Note that the cameras should remain in the exact same place throughout the duration of capturing.
Action Processing
Testing Notes
(4) Kinect v1
- Setup
- Multiple Kinect v1 sensors may be driven by the same host system running Windows 7 (maybe earlier) or newer. The limitation imposed on number of Kinect v1 sensors per computer is the number of hardware USB controllers present in the system. It is recommended that the system provide one USB controller per Kinect v1. This hasn't been tested due to possible wasted time. In these tests, there are two Kinect v1 driven by each of two PCs, one slave and one master.
(3) Kinect v2
- Setup
- Each Kinect v2 must be driven by a dedicated PC running Windows 8 or 10. This is because the Kinect SDK only supports one device per system and requires Windows 8 or newer OS. I used the processing desktop as one PC and two ASUS laptops to drive the other two sensors remotely.
- Operation
- This procedure is roughly the same as for the Kinect v1 except that v2 does not have computer controls (i.e. configurable properties) to adjust elevation. This is not a problem at all since the larger FOV of v2 is quite forgiving when manually adjusting sensor elevation.

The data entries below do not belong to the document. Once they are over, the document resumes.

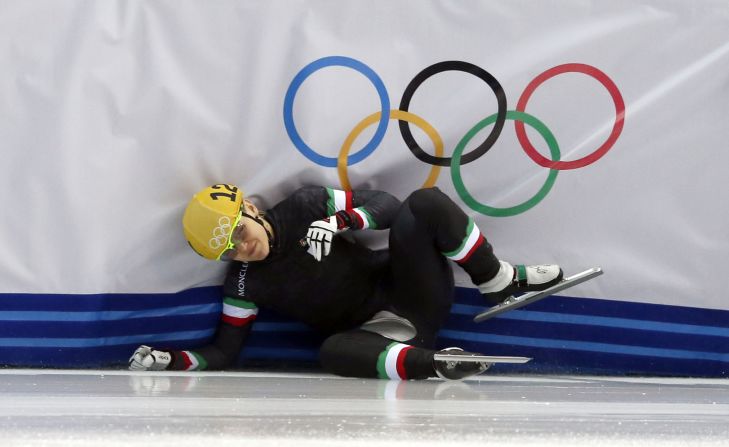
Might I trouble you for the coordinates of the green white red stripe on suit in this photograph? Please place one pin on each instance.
(342, 201)
(391, 362)
(193, 361)
(238, 312)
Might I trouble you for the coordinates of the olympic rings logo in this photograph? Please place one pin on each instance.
(498, 119)
(220, 233)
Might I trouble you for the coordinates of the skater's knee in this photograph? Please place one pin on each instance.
(424, 202)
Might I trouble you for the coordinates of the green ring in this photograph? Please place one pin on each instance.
(522, 207)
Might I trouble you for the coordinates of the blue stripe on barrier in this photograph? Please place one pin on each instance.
(644, 325)
(584, 346)
(109, 315)
(108, 301)
(107, 341)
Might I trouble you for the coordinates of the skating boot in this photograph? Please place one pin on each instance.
(517, 279)
(455, 369)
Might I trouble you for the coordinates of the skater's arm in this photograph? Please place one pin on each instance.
(233, 330)
(361, 209)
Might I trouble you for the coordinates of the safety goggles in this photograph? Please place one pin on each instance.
(238, 234)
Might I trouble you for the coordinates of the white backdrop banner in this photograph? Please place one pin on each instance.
(114, 113)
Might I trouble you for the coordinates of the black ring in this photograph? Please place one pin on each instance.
(453, 66)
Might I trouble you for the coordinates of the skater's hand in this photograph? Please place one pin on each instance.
(320, 235)
(147, 359)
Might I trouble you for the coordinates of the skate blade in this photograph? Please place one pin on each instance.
(516, 302)
(480, 358)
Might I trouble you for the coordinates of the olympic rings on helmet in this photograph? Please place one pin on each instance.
(519, 116)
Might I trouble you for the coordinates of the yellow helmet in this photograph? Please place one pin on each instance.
(210, 217)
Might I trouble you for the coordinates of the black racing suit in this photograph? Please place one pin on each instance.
(413, 278)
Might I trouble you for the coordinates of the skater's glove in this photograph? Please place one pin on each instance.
(320, 235)
(147, 359)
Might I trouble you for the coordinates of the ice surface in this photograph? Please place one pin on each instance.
(74, 407)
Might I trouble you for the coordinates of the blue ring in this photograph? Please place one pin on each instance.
(311, 154)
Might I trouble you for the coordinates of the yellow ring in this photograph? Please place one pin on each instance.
(374, 118)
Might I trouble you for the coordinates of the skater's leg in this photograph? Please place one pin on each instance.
(458, 238)
(359, 353)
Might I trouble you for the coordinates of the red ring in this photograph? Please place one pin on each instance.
(590, 158)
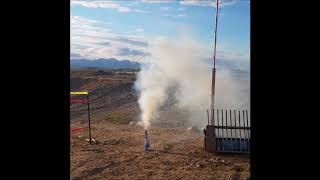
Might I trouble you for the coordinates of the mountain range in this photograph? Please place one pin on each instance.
(111, 63)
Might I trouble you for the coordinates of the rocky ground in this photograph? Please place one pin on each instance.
(177, 152)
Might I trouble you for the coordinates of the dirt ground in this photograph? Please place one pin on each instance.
(176, 153)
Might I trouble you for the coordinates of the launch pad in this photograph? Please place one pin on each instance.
(228, 135)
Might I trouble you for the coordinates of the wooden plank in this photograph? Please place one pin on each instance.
(231, 127)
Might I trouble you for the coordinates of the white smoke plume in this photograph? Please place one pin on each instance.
(184, 64)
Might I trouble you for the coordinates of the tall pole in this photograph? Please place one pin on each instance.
(89, 117)
(214, 64)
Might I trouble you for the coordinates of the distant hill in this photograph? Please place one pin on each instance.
(103, 63)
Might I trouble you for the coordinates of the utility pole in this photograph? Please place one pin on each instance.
(214, 65)
(210, 135)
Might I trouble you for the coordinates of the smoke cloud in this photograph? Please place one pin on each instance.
(179, 73)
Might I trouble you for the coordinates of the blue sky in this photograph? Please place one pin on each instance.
(123, 29)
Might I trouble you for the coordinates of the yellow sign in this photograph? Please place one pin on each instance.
(84, 92)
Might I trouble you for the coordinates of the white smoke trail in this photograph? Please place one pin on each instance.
(184, 64)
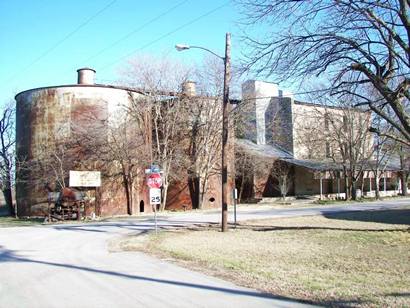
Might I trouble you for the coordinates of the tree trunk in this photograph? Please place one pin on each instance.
(193, 184)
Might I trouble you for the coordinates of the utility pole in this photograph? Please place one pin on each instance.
(225, 130)
(225, 123)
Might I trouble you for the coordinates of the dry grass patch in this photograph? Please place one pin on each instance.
(354, 259)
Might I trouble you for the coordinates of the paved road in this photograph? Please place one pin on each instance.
(71, 266)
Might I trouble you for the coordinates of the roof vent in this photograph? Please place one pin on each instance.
(86, 76)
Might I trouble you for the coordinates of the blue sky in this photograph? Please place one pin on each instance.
(44, 42)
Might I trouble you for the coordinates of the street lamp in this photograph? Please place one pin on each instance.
(227, 78)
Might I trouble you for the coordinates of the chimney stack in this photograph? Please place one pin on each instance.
(188, 88)
(86, 76)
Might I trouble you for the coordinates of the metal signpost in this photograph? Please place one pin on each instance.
(154, 182)
(235, 197)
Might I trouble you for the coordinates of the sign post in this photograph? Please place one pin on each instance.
(154, 183)
(235, 196)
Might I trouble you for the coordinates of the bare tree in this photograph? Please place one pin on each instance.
(186, 128)
(117, 144)
(205, 130)
(7, 154)
(161, 80)
(244, 164)
(354, 44)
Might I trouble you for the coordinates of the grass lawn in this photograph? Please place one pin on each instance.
(349, 259)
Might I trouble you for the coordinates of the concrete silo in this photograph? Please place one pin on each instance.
(47, 116)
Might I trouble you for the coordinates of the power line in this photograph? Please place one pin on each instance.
(48, 51)
(136, 30)
(165, 35)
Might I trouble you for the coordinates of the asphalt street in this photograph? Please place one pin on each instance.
(72, 265)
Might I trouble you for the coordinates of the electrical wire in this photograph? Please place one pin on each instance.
(136, 30)
(165, 35)
(52, 48)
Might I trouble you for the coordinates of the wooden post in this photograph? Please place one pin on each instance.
(225, 123)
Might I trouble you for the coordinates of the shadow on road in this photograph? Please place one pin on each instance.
(392, 216)
(11, 256)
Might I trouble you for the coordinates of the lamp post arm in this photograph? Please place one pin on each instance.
(206, 49)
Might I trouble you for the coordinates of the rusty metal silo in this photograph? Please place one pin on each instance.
(46, 116)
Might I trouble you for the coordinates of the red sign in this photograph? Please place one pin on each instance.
(154, 180)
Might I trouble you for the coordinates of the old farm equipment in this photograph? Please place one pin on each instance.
(66, 204)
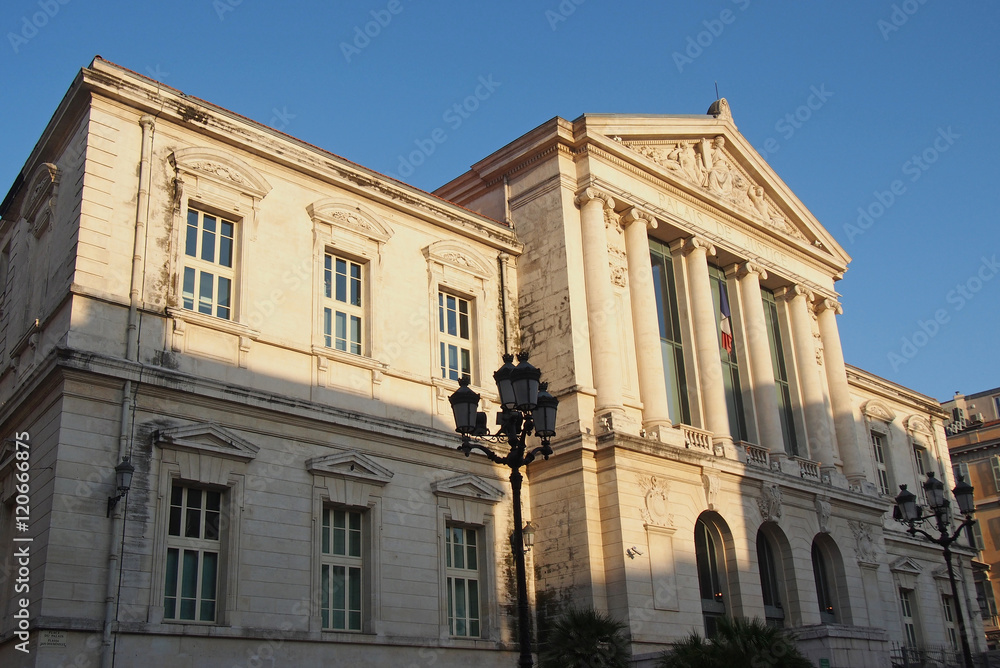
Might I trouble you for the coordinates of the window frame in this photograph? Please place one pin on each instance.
(455, 573)
(448, 341)
(671, 338)
(349, 562)
(201, 545)
(197, 266)
(333, 306)
(879, 442)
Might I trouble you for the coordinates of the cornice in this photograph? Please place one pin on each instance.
(168, 105)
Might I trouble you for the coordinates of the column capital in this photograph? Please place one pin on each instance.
(831, 304)
(793, 291)
(751, 267)
(694, 243)
(591, 193)
(636, 215)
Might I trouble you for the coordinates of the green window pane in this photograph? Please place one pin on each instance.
(225, 293)
(187, 290)
(206, 293)
(226, 245)
(170, 587)
(208, 239)
(191, 238)
(208, 578)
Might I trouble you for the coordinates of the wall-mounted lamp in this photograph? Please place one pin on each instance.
(123, 477)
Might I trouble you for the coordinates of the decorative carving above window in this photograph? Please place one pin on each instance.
(874, 409)
(39, 205)
(460, 257)
(705, 163)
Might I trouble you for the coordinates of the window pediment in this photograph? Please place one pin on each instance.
(461, 257)
(917, 424)
(467, 486)
(351, 464)
(210, 439)
(344, 216)
(222, 169)
(905, 565)
(876, 410)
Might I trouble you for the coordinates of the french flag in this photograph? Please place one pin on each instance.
(725, 325)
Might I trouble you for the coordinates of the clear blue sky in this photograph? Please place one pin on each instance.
(914, 78)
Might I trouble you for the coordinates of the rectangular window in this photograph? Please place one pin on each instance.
(462, 570)
(455, 337)
(781, 385)
(668, 315)
(342, 310)
(191, 588)
(727, 351)
(881, 471)
(920, 458)
(909, 625)
(341, 569)
(949, 621)
(209, 247)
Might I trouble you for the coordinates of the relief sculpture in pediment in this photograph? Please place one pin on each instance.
(705, 163)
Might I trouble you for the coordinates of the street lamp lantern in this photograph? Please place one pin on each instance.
(934, 489)
(963, 495)
(908, 512)
(505, 385)
(526, 407)
(906, 501)
(525, 377)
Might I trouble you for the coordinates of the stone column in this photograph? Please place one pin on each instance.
(759, 352)
(601, 311)
(817, 423)
(840, 393)
(706, 338)
(645, 327)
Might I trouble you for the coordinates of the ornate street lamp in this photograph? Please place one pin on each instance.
(908, 512)
(526, 407)
(123, 481)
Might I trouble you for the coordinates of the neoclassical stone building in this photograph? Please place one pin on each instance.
(270, 333)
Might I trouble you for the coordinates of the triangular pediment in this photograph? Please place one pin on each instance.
(350, 464)
(706, 157)
(905, 565)
(206, 438)
(467, 486)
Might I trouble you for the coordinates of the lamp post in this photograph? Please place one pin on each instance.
(526, 407)
(908, 512)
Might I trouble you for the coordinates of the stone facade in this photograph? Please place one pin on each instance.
(270, 334)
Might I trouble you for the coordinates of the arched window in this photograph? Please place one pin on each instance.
(828, 572)
(710, 553)
(771, 582)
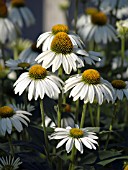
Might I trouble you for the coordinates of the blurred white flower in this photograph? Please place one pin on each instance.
(30, 53)
(20, 14)
(120, 89)
(9, 118)
(7, 28)
(122, 27)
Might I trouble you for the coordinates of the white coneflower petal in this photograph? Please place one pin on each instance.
(75, 137)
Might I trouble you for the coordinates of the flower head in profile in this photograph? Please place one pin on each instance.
(98, 29)
(9, 163)
(38, 81)
(20, 14)
(46, 38)
(89, 86)
(67, 118)
(120, 89)
(113, 4)
(75, 136)
(85, 18)
(62, 52)
(122, 27)
(11, 117)
(7, 28)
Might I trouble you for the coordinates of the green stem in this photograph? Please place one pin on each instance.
(44, 128)
(83, 116)
(91, 116)
(98, 116)
(72, 164)
(15, 50)
(77, 111)
(77, 105)
(59, 112)
(10, 144)
(111, 125)
(122, 53)
(76, 15)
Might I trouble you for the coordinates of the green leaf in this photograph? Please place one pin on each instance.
(105, 162)
(108, 154)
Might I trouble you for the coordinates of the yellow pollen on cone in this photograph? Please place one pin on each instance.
(37, 72)
(18, 3)
(3, 10)
(60, 28)
(91, 76)
(118, 84)
(91, 11)
(99, 18)
(6, 111)
(62, 44)
(76, 133)
(23, 65)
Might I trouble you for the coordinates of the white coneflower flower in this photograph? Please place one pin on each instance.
(120, 89)
(62, 52)
(20, 14)
(98, 29)
(89, 86)
(30, 53)
(75, 136)
(46, 38)
(39, 82)
(121, 13)
(92, 58)
(9, 163)
(10, 118)
(7, 28)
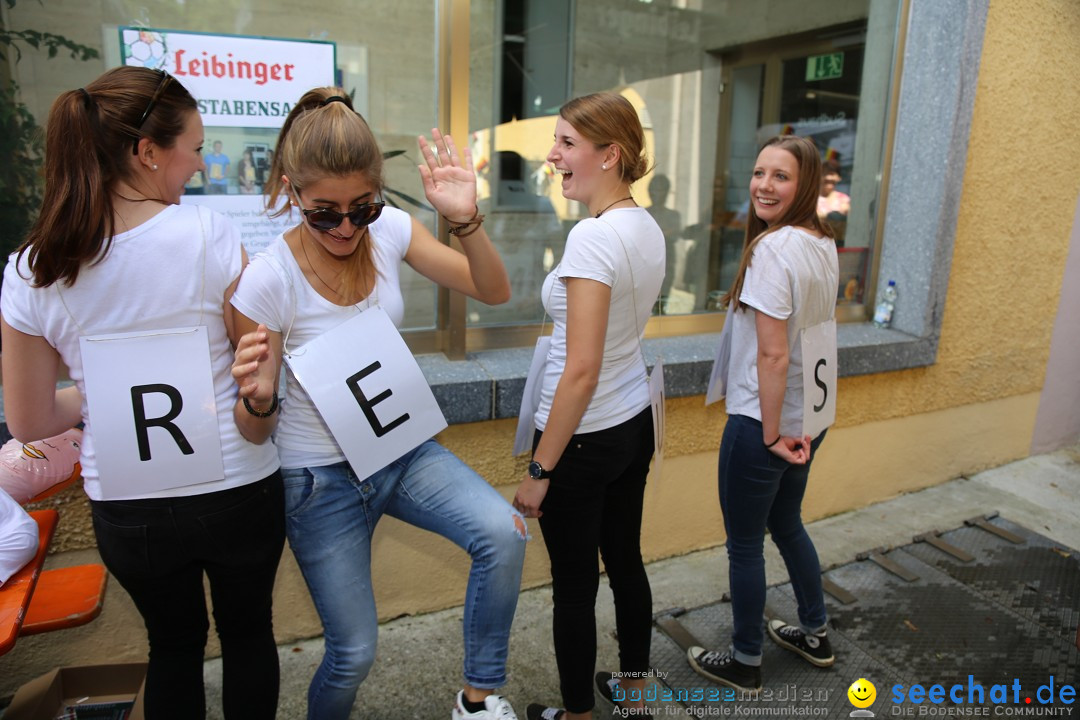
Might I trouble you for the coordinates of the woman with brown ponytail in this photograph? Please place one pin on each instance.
(112, 273)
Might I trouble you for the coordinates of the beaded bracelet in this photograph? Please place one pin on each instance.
(456, 230)
(262, 413)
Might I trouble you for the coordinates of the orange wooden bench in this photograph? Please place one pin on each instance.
(37, 600)
(65, 597)
(16, 593)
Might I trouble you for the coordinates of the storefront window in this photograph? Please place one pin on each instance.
(711, 81)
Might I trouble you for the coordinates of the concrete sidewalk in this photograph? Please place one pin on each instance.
(419, 659)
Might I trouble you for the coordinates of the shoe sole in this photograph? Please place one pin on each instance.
(715, 678)
(820, 662)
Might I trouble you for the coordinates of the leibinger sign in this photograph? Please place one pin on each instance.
(238, 81)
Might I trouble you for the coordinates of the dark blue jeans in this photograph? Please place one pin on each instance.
(159, 551)
(594, 502)
(760, 491)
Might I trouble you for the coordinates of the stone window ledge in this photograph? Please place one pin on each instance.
(488, 385)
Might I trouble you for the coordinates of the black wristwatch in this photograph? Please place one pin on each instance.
(537, 472)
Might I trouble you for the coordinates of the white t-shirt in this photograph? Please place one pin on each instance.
(793, 275)
(274, 291)
(156, 276)
(18, 537)
(594, 252)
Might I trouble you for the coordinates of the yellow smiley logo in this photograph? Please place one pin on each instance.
(862, 693)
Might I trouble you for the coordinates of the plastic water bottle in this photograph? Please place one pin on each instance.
(882, 313)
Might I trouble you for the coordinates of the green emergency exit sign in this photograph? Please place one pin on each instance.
(825, 67)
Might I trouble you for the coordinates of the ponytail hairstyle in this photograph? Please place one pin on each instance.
(802, 212)
(323, 137)
(90, 137)
(608, 119)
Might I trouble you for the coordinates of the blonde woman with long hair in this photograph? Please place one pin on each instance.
(341, 259)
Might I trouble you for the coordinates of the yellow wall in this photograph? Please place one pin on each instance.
(896, 432)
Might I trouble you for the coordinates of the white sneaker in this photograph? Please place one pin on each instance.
(496, 707)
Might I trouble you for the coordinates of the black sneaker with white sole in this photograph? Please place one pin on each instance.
(724, 668)
(815, 649)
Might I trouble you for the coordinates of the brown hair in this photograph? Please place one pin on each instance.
(802, 212)
(608, 119)
(321, 138)
(89, 138)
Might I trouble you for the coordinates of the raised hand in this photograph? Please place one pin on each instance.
(449, 182)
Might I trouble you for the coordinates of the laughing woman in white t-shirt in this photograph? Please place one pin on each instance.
(786, 283)
(592, 450)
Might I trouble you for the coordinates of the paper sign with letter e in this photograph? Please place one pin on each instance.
(152, 410)
(369, 391)
(819, 378)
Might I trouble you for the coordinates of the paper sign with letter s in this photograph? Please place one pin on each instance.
(369, 391)
(819, 378)
(152, 409)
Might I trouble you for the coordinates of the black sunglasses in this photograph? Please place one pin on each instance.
(324, 218)
(165, 79)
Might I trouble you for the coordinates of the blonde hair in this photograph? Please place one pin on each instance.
(802, 212)
(323, 137)
(608, 119)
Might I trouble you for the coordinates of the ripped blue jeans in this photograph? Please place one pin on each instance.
(329, 518)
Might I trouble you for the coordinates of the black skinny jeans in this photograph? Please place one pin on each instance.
(159, 549)
(594, 501)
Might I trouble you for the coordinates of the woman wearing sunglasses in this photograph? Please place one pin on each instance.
(341, 259)
(113, 252)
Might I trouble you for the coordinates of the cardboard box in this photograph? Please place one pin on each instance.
(45, 697)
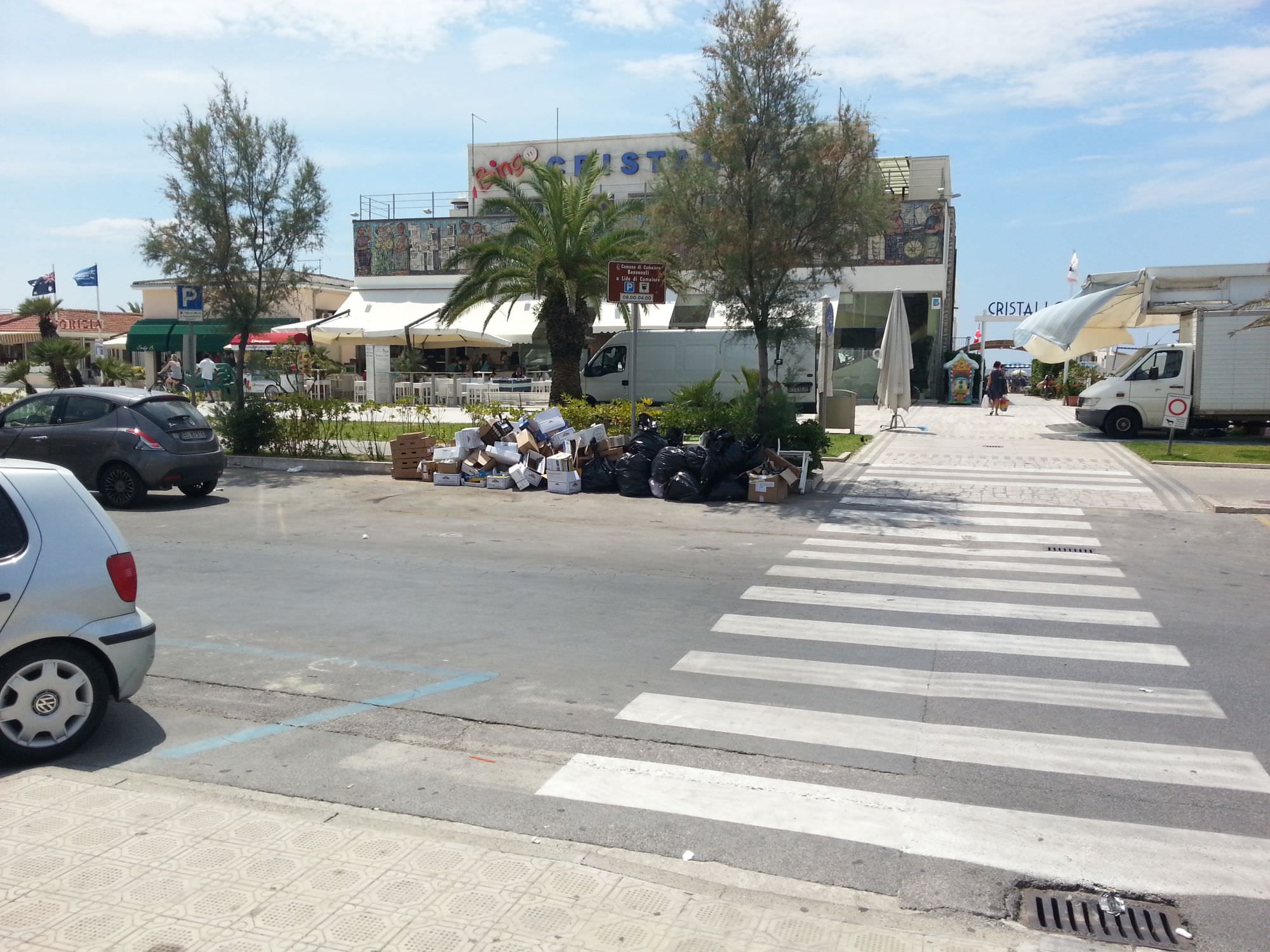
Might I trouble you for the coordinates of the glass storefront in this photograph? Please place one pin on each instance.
(859, 326)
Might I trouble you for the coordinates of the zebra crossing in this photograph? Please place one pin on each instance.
(878, 559)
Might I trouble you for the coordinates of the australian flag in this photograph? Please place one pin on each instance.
(46, 285)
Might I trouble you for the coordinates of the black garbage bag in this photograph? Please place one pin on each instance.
(674, 460)
(599, 477)
(730, 489)
(633, 472)
(647, 444)
(684, 488)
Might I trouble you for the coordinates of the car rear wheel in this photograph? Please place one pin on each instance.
(51, 701)
(121, 487)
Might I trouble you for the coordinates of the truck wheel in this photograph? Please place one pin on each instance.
(1122, 425)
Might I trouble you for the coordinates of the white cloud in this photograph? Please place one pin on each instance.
(102, 230)
(512, 46)
(628, 15)
(368, 27)
(675, 67)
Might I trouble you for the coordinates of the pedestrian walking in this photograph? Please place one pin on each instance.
(998, 389)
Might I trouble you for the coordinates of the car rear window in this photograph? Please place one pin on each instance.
(173, 414)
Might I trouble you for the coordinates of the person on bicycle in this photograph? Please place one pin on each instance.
(172, 374)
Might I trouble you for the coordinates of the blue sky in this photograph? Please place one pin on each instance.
(1133, 131)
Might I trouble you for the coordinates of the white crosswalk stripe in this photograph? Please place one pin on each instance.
(939, 606)
(946, 640)
(963, 685)
(959, 564)
(956, 582)
(958, 535)
(993, 747)
(938, 506)
(1133, 856)
(967, 552)
(883, 519)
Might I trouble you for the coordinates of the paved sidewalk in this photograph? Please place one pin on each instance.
(124, 861)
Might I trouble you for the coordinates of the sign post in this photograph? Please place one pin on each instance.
(636, 284)
(1177, 416)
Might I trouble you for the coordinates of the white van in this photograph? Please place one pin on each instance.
(669, 360)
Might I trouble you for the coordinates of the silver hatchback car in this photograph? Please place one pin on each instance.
(70, 633)
(119, 441)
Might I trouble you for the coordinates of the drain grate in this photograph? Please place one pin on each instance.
(1142, 925)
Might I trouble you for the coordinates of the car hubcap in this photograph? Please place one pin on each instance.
(45, 704)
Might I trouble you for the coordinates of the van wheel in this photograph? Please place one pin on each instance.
(1122, 425)
(121, 487)
(53, 697)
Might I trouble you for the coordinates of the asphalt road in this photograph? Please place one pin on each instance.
(448, 653)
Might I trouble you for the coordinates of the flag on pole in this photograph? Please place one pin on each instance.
(46, 285)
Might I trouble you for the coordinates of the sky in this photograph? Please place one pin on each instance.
(1135, 133)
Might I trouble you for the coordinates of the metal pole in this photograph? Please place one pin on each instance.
(632, 369)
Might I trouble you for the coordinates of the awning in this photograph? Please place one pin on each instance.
(166, 334)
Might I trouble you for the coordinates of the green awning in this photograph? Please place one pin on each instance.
(166, 334)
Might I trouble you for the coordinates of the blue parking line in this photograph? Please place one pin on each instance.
(330, 714)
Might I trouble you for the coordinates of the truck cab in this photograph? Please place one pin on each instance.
(1135, 399)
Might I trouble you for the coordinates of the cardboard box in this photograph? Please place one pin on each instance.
(768, 489)
(565, 484)
(559, 463)
(469, 439)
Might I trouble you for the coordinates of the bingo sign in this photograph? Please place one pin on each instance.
(1178, 412)
(637, 284)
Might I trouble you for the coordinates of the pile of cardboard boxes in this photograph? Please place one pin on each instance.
(507, 454)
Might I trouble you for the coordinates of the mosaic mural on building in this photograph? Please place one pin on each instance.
(915, 237)
(417, 246)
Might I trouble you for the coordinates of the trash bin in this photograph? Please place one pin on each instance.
(840, 411)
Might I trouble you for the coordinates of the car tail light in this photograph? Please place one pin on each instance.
(124, 574)
(144, 440)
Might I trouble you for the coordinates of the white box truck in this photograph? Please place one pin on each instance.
(1226, 374)
(669, 360)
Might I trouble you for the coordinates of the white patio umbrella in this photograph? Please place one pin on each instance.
(896, 362)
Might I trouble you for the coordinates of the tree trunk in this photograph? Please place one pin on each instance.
(567, 338)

- The captured files were for a 22s calibration scene, and each of three files was 130-170MB. The approximate download time via 802.11n was 6 minutes.
- Calibration
- Adjusted the ROI to clip off the end of the scene when I walked out of the calibration volume to stop recording. The resulting ROI is 488 frames (16s). The calibration only took about a minute, but the quality was not good enough. Visual inspection of the resulting camera transforms revealed a failed calibration. The poor metrics were 147 good frames and 87% occlusions. I noticed that when making spirals with the light marker, I was occluding the light with the arm I was holding it in to the view of the camera behind me.
- In a second attempt, a much larger ROI (800 frames) resulted in another failed calibration. Very few (roughly 150) good frames were found.
- In a third attempt, the cameras were rotated slightly to move the glare from other cameras' IR emitters away from the calibration volume. A much longer clip was recorded in which a four quadrant helix wanding was performed twice and then the volume boundary was swept in a spiral (increased total volume swept compared to previous attempts). This resulted in three data files in the range of sizes 470-723MB (1.78GB after merge) with time length of 97s. In efforts to create the best chance of successful calibration, the ROI was maximally clipped to 2700 frames. This still didn't work. It turns out that I was holding the lens cap to the flashlight in my unused hand, and I think this was registering as false light markers in many frames.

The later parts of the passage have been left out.